I tried below which returned empty lines

perl -pe 's/(?! _LN\d+_)[^\/].+//g' file

Below returned only '/'.

perl -pe 's/(?! _LN\d+_)\w+//g' file

Is it perhaps not possible with a one-liner and I should consider writing a code to parse character by character and see if a matching word _LN\d+_ or a character / is there?

Upvotes: 1

Views: 128

Answers (1)

zdim
zdim

Reputation: 66964

To merely remove everything other than these patterns can simply match the patterns and join the matches back

perl -wnE'say join "", m{/ | _LN[0-9]+_ }gx' file

or perhaps, depending on details of the requirements

perl -wnE'say join "", m{/ | _LN[0-9]+(?=_) }gx' file

(See explanation in the last bullet below.)

Prints, for the first line (of the two) of the shown sample input

/_LN0__LN3_//_LN99__LN151_
...

or, in the second version

/_LN0_LN3//_LN99_LN151_LN11/
...

The _LN155 is not there because it is not followed by _. See below.

Questions:

  • Why are there spaces after some / in the "edited version" shown in the question?

  • The pattern to keep is shown as _LN\d+_ but _LN155 is shown to be kept even though it is not followed by a _ in the input (but by a /) ...?

    Are underscores optional by any chance?

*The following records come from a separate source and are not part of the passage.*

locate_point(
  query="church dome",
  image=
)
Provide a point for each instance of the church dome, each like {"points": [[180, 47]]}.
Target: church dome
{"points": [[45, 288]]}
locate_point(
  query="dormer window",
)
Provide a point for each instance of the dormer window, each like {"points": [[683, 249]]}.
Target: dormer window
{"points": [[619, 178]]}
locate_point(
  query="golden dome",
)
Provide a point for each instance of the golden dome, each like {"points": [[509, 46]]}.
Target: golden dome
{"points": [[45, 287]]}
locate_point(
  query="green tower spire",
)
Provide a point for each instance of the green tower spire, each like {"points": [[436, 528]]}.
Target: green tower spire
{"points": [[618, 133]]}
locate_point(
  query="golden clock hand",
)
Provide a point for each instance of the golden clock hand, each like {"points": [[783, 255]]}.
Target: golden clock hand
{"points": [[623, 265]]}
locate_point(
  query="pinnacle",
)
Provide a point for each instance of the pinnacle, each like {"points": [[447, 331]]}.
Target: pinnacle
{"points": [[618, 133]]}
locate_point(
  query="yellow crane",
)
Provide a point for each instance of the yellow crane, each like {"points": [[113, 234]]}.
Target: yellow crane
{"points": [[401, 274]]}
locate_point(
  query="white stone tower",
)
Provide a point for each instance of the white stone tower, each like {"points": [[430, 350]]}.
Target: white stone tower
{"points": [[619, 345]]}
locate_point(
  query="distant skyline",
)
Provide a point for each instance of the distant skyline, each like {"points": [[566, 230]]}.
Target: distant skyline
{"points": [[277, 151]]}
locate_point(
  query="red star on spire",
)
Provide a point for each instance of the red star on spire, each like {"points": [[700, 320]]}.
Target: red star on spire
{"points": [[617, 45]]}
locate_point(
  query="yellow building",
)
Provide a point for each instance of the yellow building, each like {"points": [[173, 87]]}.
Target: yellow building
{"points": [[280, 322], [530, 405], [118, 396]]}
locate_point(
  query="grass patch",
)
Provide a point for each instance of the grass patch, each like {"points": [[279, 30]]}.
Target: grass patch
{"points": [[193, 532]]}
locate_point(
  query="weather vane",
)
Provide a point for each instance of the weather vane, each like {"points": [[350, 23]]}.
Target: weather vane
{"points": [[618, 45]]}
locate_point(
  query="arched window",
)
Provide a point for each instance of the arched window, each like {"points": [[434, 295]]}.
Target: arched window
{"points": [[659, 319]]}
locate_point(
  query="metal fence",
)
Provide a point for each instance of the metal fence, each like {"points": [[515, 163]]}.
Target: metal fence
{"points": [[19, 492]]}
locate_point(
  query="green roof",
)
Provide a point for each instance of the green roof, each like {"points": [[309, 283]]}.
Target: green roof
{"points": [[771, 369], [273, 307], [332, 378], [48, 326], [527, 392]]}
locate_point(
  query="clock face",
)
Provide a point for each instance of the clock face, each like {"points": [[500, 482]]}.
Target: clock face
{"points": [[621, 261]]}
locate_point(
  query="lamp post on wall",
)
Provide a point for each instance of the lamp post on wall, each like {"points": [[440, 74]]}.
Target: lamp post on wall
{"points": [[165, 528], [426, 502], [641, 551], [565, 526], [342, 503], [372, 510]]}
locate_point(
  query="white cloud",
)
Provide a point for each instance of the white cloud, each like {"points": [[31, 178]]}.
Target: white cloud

If so, append ? to them in the pattern

    perl -wnE'say join "", m{/ | _?LN[0-9]+_? }gx' file
    

    with output

    /_LN0__LN3__LN155//_LN99__LN151_LN11_/
    

    (It's been clarified that the extra space in the shown desired output is a mistake.)

  • If the underscores "overlap," like in _LN155_LN11_, in the regex they won't be both matched by the _LN\d+_ pattern, since the first one "takes" the underscore.

    But if such overlapping instances nned be kept then replace the trailing _ with a lookahead for it, which doesn't consume it so it's there for the leading _ on the next pattern

    perl -wnE'say join "", m{/ | _LN[0-9]+(?=_) }gx' file
    

    (if the underscores are optional and you use _?LN\d+_? pattern then this isn't needed)

Upvotes: 1

Related Questions